As the founder and CEO of Circle of One Marketing, Suzan McDowell leads a fast paced, busy life. While in the midst of expanding her company to the west coast by opening Circle L.A., she and her team have also helped to expand Jazz in the Gardens into one of the country’s most popular music festivals, (this year’s event saw a record-breaking 73,000 people in attendance.)

McDowell said that a practice that she started last summer has been instrumental in her ability to manage her personal and professional life by, essentially, learning to breathe. She admits that the only reason that she attended a hot yoga class was because a friend in a women’s wealth group invited her.

“The first time that I went, I thought, oh my God, that’s some foolishness. It’s so hot,” she said of the 90 minute class in a room that is heated to 95 degrees. “But then all of a sudden, I felt so much better.”

McDowell explained that the instructor guides participants through all 26 of the traditional yoga poses, however, with hot yoga, “within five minutes, you’re sweating from head to toe.”

The impact on her isn’t just physical.

“I’ve learned more how to breathe, and to breathe in moments when I’m stressed,” said McDowell, a self-proclaimed exercise hater. The practice also has a tremendous spiritual benefit, she added. “It’s really calming. There has been times in hot yoga where I’ve literally cried from the beginning of the class to the end of the class, just based on stuff that I’m going through in my life.”

McDowell said she knew she was addicted to the practice that creates a toned and lean body when “I found myself getting up to leave my house in the middle of a ‘Law and Order’ marathon to drive to Brickell, and I live in the Shores, at 10:30 on a Saturday, then again on Sunday.”

The mother of a college freshman said that her lifelong search for endorphins has been satisfied.

“It’s the first thing, in addition to Zumba, where at the end of it, I felt good.”

According to the Fred Busch hot yoga website, “Physically a regular yoga practice brings strength, muscle tone, weight loss, increased range of motion, improved blood flow and improved immune system and digestion.” The site also indicates that yoga benefits participants mentally by increasing “concentration, reduces stress by providing a calm state of mind and bringing a general sense of well-being.”

Lorri M. Key is a licensed clinical social worker who tried Bikram yoga after turning 40 and being advised by her doctor to “lay off the weights” because she’d had two accidents. In her blog post (Lorrikey.com), “Bikram Yoga: Black Girls Can Do It Too,” Key encourages African-American women to embrace the sweatiness that ruins hairstyles because the health benefits are worth it.

The difference between Bikram and hot yoga is about 10 degrees; however, both are said to benefit participants in similar ways.

Key said that she began the practice instead of popping pills to deal with back pain.

“I started yoga for back pain and early arthritis. After the first class, I noticed a difference in flexibility and less back discomfort,” she wrote in the post.

“There’s a rigidity and a freedom, if you can put those two together, and it’s something about the system of making your body move from one thing to the other,” McDowell explained.
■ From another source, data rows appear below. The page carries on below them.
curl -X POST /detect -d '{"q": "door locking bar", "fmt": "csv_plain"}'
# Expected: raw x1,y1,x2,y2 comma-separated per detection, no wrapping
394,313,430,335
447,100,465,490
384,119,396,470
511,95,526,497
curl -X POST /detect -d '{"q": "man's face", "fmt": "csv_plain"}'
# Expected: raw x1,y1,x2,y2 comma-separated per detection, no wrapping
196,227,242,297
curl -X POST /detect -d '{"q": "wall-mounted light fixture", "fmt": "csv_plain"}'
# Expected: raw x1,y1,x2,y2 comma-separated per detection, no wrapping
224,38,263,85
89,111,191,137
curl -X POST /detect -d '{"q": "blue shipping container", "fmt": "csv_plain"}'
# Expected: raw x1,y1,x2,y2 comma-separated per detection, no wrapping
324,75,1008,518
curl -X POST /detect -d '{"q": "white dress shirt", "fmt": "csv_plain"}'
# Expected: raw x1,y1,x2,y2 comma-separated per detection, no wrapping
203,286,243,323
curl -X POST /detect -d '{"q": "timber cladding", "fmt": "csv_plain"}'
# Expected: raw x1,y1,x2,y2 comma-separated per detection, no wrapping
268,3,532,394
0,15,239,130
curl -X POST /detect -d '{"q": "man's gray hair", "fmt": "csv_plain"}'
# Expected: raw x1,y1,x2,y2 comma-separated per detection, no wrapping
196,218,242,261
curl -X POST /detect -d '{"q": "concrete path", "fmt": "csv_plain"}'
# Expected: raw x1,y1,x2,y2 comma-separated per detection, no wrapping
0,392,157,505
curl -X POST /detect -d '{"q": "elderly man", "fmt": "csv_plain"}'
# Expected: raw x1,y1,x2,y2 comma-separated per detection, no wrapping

The motivational aspect of hot yoga keeps her going back for more.

“The whole time that you’re in yoga, the person is giving you a motivational class, but in a very spiritual kind of way. ‘Don’t resist, life is about love,’ not platitudes necessarily, there’s a yoga speak,” she explained. “It triggers stuff in you as you’re working out, as you’re sweating. He’ll say something and it’ll make perfect sense,” McDowell said.

Key wants black women to give the practice a try.

“I advocate for every Black girl to try Bikram at least once for the challenge of learning to control your breathing, experiencing a new form of exercise, and using heat to reduce your body’s natural aches and pains,” Key said. “The benefits outweigh the heat and frizzy hair and gives everyone a sense of accomplishment.”

Loving and appreciating the self are also benefits of the practice, according to McDowell.

“At the end of the class, thank yourself for being able to make it to your mat,” she said of the practice that encourages a, “Lot of self-love.”